Closes-bug: #1764883
Change-Id: I379678dfdb2609f12a572d4f99c8e9da4deab803
(cherry picked from commit c4988cdabf311d29cf64af732091068cfabeedaa)
---
 nova/compute/manager.py                       | 27 ++++++++++++-----
 .../regressions/test_bug_1764883.py           | 25 +++++++++-------
 nova/tests/unit/compute/test_compute.py       |  5 +++-
 nova/tests/unit/compute/test_compute_mgr.py   | 30 +++++++++++++++++++
 4 files changed, 68 insertions(+), 19 deletions(-)

diff --git a/nova/compute/manager.py b/nova/compute/manager.py
index df4667877f72..a4c375d8a2bd 100644
--- a/nova/compute/manager.py
+++ b/nova/compute/manager.py
@@ -632,10 +632,11 @@ class ComputeManager(manager.Manager):
         While nova-compute was down, the instances running on it could be
         evacuated to another host. This method looks for evacuation migration
         records where this is the source host and which were either started
-        (accepted) or complete (done). From those migration records, local
-        instances reported by the hypervisor are compared to the instances
-        for the migration records and those local guests are destroyed, along
-        with instance allocation records in Placement for this node.
+        (accepted), in-progress (pre-migrating) or migrated (done). From those
+        migration records, local instances reported by the hypervisor are
+        compared to the instances for the migration records and those local
+        guests are destroyed, along with instance allocation records in
+        Placement for this node.
         """
         filters = {
             'source_compute': self.host,
@@ -643,7 +644,13 @@ class ComputeManager(manager.Manager):
             # included in case the source node comes back up while instances
             # are being evacuated to another host. We don't want the same
             # instance being reported from multiple hosts.

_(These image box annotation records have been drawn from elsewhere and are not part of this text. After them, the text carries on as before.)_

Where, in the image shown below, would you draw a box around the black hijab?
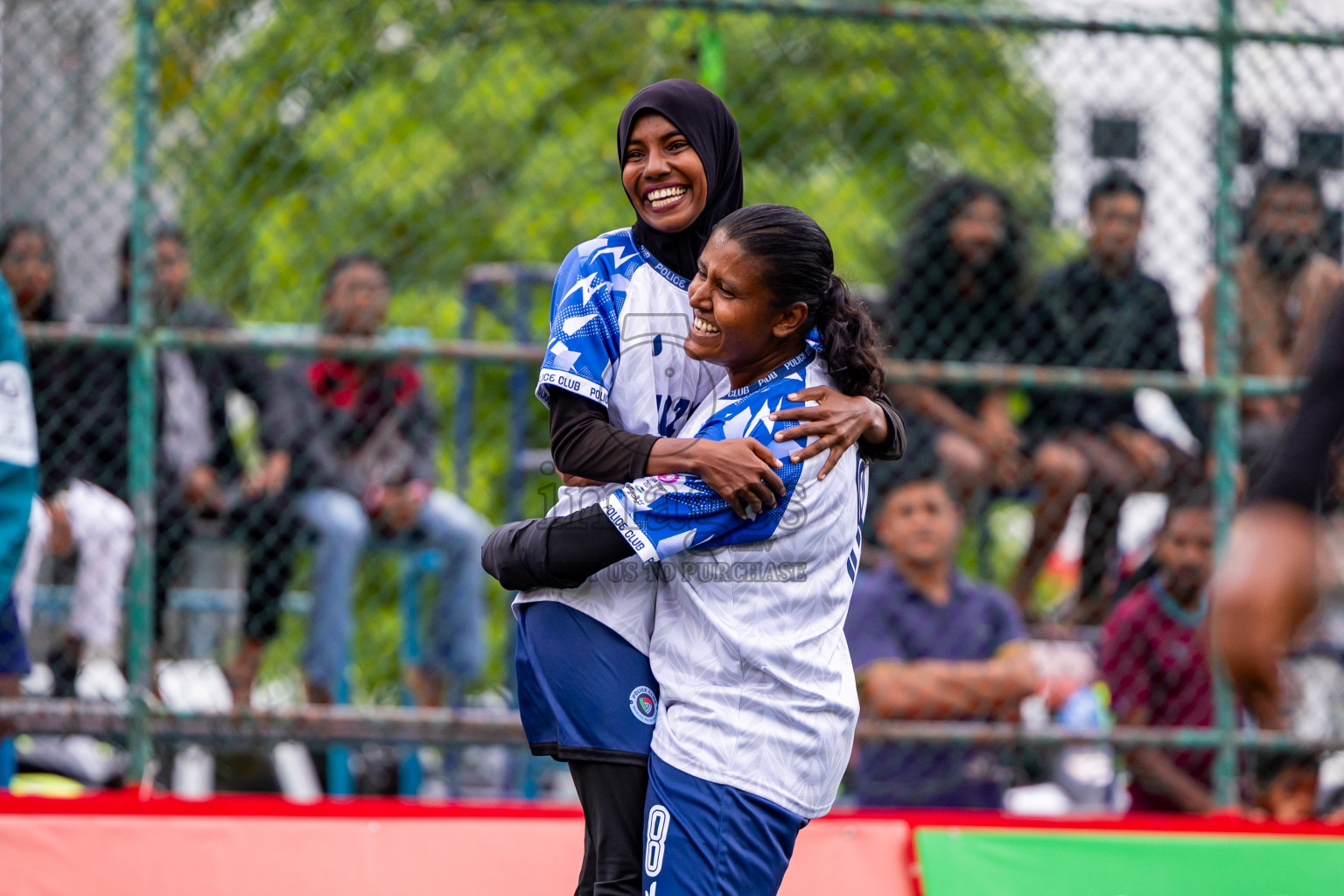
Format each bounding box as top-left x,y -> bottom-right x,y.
615,78 -> 742,279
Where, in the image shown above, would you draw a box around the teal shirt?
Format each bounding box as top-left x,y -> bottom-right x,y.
0,278 -> 38,602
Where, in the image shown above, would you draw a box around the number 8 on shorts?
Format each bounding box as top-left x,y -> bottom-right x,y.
644,805 -> 672,878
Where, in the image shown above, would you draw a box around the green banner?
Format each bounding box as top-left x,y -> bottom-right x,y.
915,828 -> 1344,896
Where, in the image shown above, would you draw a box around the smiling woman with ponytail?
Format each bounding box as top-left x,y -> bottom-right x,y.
481,206 -> 905,896
717,204 -> 883,399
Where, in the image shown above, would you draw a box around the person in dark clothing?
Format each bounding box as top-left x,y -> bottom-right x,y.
262,253 -> 491,705
1209,290 -> 1344,728
0,220 -> 136,697
870,176 -> 1086,607
1023,169 -> 1206,622
94,224 -> 301,703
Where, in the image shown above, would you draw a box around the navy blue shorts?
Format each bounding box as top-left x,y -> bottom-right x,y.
516,600 -> 659,766
644,753 -> 808,896
0,594 -> 32,676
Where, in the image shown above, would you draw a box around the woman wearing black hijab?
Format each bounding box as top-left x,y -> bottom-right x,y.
514,80 -> 905,894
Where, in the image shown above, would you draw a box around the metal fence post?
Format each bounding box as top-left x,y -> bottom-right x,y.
1209,0 -> 1241,806
126,0 -> 158,780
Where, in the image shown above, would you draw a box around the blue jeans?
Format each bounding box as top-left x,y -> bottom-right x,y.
298,489 -> 491,695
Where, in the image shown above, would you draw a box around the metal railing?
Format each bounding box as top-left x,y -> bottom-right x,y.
0,0 -> 1344,803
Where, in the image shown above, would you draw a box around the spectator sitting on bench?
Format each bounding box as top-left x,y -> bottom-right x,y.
82,224 -> 300,703
845,474 -> 1038,808
273,253 -> 491,705
1018,168 -> 1208,625
870,176 -> 1088,610
1098,492 -> 1216,814
0,220 -> 136,697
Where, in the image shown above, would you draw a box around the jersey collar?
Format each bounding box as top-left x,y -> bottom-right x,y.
723,346 -> 817,400
630,234 -> 691,293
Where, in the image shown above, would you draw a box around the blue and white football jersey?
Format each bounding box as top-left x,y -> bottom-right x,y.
602,348 -> 868,818
514,228 -> 724,653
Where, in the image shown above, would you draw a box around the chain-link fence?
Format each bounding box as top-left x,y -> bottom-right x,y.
0,0 -> 1344,810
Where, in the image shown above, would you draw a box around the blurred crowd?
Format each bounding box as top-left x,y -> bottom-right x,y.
0,161 -> 1344,819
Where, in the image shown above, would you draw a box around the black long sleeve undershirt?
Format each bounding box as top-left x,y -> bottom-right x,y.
481,504 -> 634,592
1251,296 -> 1344,510
551,388 -> 906,482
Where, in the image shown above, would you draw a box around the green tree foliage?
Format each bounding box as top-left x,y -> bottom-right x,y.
147,0 -> 1053,698
160,0 -> 1053,318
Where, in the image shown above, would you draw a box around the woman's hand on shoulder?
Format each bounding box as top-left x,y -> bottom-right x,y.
770,386 -> 887,480
677,438 -> 785,519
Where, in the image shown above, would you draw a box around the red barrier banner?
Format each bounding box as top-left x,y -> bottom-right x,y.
0,796 -> 914,896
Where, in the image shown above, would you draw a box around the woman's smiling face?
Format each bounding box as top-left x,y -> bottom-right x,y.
685,231 -> 808,387
621,111 -> 710,234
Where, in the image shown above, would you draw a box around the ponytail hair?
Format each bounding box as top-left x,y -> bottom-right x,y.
715,204 -> 883,399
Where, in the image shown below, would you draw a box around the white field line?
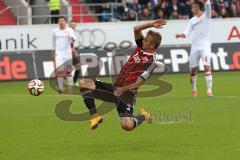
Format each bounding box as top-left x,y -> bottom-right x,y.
0,94 -> 240,99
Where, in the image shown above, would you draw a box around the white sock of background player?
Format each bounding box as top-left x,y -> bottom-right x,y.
205,71 -> 212,93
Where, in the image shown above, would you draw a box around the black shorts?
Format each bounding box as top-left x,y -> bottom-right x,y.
94,80 -> 136,117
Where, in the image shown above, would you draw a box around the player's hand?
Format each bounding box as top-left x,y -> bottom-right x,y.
176,34 -> 186,38
152,19 -> 167,28
114,87 -> 125,96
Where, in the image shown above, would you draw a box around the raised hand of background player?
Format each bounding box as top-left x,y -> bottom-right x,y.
114,87 -> 125,96
152,19 -> 167,28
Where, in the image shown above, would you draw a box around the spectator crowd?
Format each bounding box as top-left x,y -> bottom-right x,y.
86,0 -> 240,22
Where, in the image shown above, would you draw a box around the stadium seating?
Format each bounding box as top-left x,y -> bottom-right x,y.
69,0 -> 96,22
0,1 -> 17,25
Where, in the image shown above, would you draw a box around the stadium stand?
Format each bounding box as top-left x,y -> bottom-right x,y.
0,0 -> 240,25
85,0 -> 240,21
0,1 -> 17,25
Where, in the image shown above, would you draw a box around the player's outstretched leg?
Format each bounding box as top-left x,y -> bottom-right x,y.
121,109 -> 152,131
204,65 -> 213,97
190,68 -> 197,97
79,79 -> 103,129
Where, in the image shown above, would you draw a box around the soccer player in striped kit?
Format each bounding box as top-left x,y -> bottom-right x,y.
79,19 -> 166,131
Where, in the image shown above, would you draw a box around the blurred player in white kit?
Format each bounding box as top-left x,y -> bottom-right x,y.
52,16 -> 76,94
176,0 -> 213,97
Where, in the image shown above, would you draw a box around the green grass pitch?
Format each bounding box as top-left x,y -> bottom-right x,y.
0,72 -> 240,160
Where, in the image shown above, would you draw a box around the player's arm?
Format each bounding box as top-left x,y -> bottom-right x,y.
134,19 -> 167,40
204,0 -> 212,18
176,20 -> 192,38
114,77 -> 145,96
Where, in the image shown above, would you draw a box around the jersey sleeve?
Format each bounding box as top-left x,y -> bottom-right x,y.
184,20 -> 192,37
135,37 -> 144,48
69,28 -> 77,41
139,62 -> 157,80
139,60 -> 165,80
204,0 -> 212,18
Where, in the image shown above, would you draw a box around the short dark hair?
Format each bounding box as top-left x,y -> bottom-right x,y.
58,16 -> 67,22
147,30 -> 162,49
194,0 -> 204,11
69,19 -> 77,23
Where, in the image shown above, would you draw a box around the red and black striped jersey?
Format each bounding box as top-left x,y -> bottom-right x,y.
115,37 -> 163,87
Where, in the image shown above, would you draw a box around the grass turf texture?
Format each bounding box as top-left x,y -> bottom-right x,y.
0,72 -> 240,160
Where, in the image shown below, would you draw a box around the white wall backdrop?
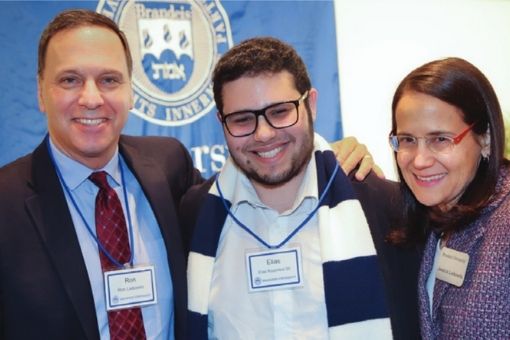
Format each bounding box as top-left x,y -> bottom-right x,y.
332,0 -> 510,179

-            'status': ['accepted', 'done'],
+            # NOTE(lyarwood): pre-migrating is also included here as the
+            # source compute can come back online shortly after the RT
+            # claims on the destination that in-turn moves the migration to
+            # pre-migrating. If the evacuate fails on the destination host,
+            # the user can rebuild the instance (in ERROR state) on the source
+            # host.
+            'status': ['accepted', 'pre-migrating', 'done'],
             'migration_type': 'evacuation',
         }
         with utils.temporary_mutation(context, read_deleted='yes'):
@@ -706,6 +713,7 @@ class ComputeManager(manager.Manager):
 
             migration.status = 'completed'
             migration.save()
+        return evacuations
 
     def _is_instance_storage_shared(self, context, instance, host=None):
         shared_storage = True
@@ -1150,9 +1158,14 @@ class ComputeManager(manager.Manager):
 
         try:
             # checking that instance was not already evacuated to other host
-            self._destroy_evacuated_instances(context)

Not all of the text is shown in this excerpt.